French philosopher Bernard Stiegler, guru of social and political group Ars Industrialis, dubbed it the Economy of Contribution.
Economy of Contribution is the kind of economic system where there are no producers on the one end and consumers on the other, but solely contributors. These are self-empowered agents who build and share knowledge and value in an open, public and all-inclusive way. Their social relations lie in positive reciprocities, embedded in interactive online systems, intertwined for a common good.
As contributors are active co-creators, they are committed and invested in final outcomes. Because they rely on each other so as to achieve those outcomes, they are emphatic and altruistic towards each other. And as they rely on each other so as to achieve those common outcomes, they grow attached to the abstract representation of themselves as one social group working towards one common good which is the community.
We predict that, while Generation Z is growing up in the Age of the Community, their thoughts, feelings and actions will rely more and more on community-based identification – to think, to feel and to act as a member of a community.
What does this mean to how brands will be crafted and how market research methods will evolve? First off, it no longer is about consumers, but rather about contributors. It is essential for brands to see people as active contributors of their actions. As the first step towards this, they need to start regarding their brands as a true community, which people can connect with and which they can interact in. Feeding this logic of contribution into brands should go beyond online conversations and occasional interactions. Contributors need to feel that the brand is actually theirs; that their motivations, desires, goals… have power in defining the brand’s direction.
If Gen Y already feels the need to co-create their brands, Gen Z will want to define them. Brands should then facilitate Gen Z’s willingness to contribute. Many innovative companies are already on this path, searching for contributors among their brand fans and thus enabling consumer crowdsourcing. One fine example is Heineken’s Ideas Brewery, where selected consumers provide insights and ideas to new activations, solutions, products etc. This is already the logic of contribution flowing, albeit in a limited manner.

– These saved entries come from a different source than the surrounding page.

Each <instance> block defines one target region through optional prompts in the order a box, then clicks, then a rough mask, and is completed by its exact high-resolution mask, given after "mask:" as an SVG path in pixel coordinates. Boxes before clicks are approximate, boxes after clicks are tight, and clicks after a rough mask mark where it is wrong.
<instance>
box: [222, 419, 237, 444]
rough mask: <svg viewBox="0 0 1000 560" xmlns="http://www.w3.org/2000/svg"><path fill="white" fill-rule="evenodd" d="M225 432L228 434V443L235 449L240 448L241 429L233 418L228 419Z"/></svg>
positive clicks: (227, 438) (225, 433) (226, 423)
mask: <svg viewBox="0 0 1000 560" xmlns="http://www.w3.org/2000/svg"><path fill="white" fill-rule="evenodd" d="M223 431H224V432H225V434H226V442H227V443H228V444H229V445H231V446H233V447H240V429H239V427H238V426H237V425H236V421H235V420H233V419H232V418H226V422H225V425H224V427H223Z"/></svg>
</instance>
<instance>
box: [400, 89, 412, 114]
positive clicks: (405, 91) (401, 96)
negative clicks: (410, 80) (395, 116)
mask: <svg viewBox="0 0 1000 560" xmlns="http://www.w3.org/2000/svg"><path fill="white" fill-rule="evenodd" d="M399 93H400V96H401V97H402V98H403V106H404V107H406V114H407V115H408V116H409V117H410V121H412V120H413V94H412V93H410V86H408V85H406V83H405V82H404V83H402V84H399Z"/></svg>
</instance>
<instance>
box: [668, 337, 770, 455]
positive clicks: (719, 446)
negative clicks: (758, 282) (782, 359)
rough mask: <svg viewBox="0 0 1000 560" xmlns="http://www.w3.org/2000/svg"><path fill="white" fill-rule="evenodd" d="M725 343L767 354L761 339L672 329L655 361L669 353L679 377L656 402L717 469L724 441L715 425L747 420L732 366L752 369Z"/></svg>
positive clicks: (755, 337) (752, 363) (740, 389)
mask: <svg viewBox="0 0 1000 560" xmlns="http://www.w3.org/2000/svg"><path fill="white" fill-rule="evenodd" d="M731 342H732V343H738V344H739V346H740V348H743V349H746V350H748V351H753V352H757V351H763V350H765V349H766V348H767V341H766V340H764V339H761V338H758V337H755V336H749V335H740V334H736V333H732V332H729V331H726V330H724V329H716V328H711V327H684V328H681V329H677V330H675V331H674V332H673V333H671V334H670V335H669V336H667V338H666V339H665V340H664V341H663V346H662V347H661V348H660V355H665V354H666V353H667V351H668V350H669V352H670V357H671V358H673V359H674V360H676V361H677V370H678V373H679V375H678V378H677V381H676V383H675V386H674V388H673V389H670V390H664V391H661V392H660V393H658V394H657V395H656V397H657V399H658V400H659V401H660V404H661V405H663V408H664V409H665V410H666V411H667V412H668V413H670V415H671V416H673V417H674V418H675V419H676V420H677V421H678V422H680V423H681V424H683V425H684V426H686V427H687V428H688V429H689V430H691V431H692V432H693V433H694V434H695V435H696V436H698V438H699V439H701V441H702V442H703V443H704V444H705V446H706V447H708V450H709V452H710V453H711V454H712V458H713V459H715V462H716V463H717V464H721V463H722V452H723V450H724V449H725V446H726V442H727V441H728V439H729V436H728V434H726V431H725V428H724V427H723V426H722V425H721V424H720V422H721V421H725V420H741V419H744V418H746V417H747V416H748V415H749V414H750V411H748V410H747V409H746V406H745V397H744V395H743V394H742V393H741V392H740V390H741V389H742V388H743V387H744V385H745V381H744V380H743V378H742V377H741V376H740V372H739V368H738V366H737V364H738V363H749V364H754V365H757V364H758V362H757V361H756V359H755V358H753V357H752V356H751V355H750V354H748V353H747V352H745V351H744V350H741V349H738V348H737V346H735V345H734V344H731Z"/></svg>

The key challenge for the market research industry is then to adapt its classic methods so as to elevate the consumer position and allow them to guide our brand. At InSites Consulting we are already close to this. Our Consumer Consulting Boards have the purpose of positioning the consumer in the board room, through longitudinal structural collaboration with brand fans. Similarly, our Digital Surveys experience has been redesigned, integrating a respondent-friendly modularity with rooms which allow social interaction between participants and fusion tools that ease the creation of new ideas and provide inspiration for marketers. But already looking ahead to Gen Z, we need to anticipate that, in the future, research methods will have to leverage consumer co-creation into structured crowd-creation. Knowing that Gen Z perceives social relations as a path for contribution towards a common good, we need to generalize that same logic to brands. In the near future, brands will become communities, in which people can contribute and where people can connect. Not as consumers, but as contributors. And our job is to facilitate that evolution.